Moon should resist that temptation.
The ASEAN region has been accustomed to the opportunistic ebb and flow of powerful countries' outreach. It was understandable for them to feel cautious, if not skeptical, about Moon's outreach. It's important, therefore, for President Moon to genuinely assure ASEAN leaders of South Korea's sustained commitment to the region, particularly at a time like this when they will be wary of the same thing.
In a way, the NSP is South Korea's long overdue exercise of a truly independent foreign policy that it feels suits the nation's needs, but had been unfulfilled due to the nation's overwhelming and perennial concerns with North Korea and resulting geopolitical intricacy with the powerful Big Four.
Past South Korean leaders also tried some sort of an NSP too. For instance, as early as in 1966, then President Park Chung-hee attended the Southeast Asia Treaty Organization (SEATO) meeting. Park also envisioned a collective security system for anti-communist groups in the Asian region. Yet in the end, Park's vision couldn't exceed the security boundaries set by the United States' Asia policy. Broadly speaking, during the Cold War, South Korea failed to implement its own policy toward Southeast Asia.
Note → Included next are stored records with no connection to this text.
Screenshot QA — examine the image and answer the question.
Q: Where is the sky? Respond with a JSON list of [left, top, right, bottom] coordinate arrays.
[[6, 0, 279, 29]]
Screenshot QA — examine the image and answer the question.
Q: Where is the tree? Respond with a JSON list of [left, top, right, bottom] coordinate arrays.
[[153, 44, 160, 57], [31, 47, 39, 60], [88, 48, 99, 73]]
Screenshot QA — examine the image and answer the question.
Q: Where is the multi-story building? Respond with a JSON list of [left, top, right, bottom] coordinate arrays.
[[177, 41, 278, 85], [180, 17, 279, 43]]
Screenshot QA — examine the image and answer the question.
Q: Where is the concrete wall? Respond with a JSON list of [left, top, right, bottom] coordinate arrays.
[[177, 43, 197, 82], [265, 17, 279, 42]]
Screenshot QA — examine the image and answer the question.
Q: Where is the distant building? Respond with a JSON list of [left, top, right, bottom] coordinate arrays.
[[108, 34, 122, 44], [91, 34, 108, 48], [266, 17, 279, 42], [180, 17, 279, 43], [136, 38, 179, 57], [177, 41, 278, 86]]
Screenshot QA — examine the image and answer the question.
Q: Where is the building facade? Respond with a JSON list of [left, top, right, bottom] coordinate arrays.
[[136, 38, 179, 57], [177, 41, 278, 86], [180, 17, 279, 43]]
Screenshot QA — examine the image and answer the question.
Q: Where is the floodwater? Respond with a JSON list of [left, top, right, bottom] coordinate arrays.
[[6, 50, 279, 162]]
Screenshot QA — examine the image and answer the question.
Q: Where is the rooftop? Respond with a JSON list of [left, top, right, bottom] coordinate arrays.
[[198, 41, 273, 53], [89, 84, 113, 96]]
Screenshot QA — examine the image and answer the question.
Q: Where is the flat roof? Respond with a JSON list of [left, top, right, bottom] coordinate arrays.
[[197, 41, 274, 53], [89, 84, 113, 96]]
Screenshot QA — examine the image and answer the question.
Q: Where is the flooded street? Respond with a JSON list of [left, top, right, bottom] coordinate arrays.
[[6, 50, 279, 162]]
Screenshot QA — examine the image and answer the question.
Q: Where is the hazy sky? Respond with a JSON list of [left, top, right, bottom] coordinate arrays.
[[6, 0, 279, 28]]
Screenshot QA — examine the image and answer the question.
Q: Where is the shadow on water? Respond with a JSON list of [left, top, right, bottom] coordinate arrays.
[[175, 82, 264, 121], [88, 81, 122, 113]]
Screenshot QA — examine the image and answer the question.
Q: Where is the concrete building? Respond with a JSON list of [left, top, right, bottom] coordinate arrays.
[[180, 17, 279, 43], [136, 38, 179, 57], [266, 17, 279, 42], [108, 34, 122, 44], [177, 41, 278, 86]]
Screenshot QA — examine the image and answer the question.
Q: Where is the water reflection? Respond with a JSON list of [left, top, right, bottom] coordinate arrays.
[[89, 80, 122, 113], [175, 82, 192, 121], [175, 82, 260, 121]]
With the end of the Cold War, South Korea's Southeast Asian policy entered a new phase. During the 1998-2003 Kim Dae-jung administration, Kim acted as an elder representing the democratic camp in Asia and had a personal relationship with some leaders of the democracy movements in Southeast Asia. But due to ASEAN's emphasis on sovereignty and non-interference in domestic affairs, his burgeoning interest in ASEAN did not advance to form a concrete structure that shared the values of liberal democracy.
As the Roh Moo-hyun government took power in 2003, Korea's ASEAN policy expanded from security to economy. Economic cooperation was an area where both sides could see common interests. But Korea's economic cooperation with ASEAN was not useful in solving the North Korean nuclear issue, which was the biggest problem for South Korea. With security towering over the economy, Seoul's diplomatic focus primarily stayed on its alliance coordination with the United States and also the Six-Party Talks, a multilateral platform hosted by China to tackle the North's nuclear crisis.
Even during the Lee Myung-bak and Park Geun-hye presidencies, South Korea's ASEAN policy did not make significant headway, and also did not deviate significantly from its economy-oriented approach.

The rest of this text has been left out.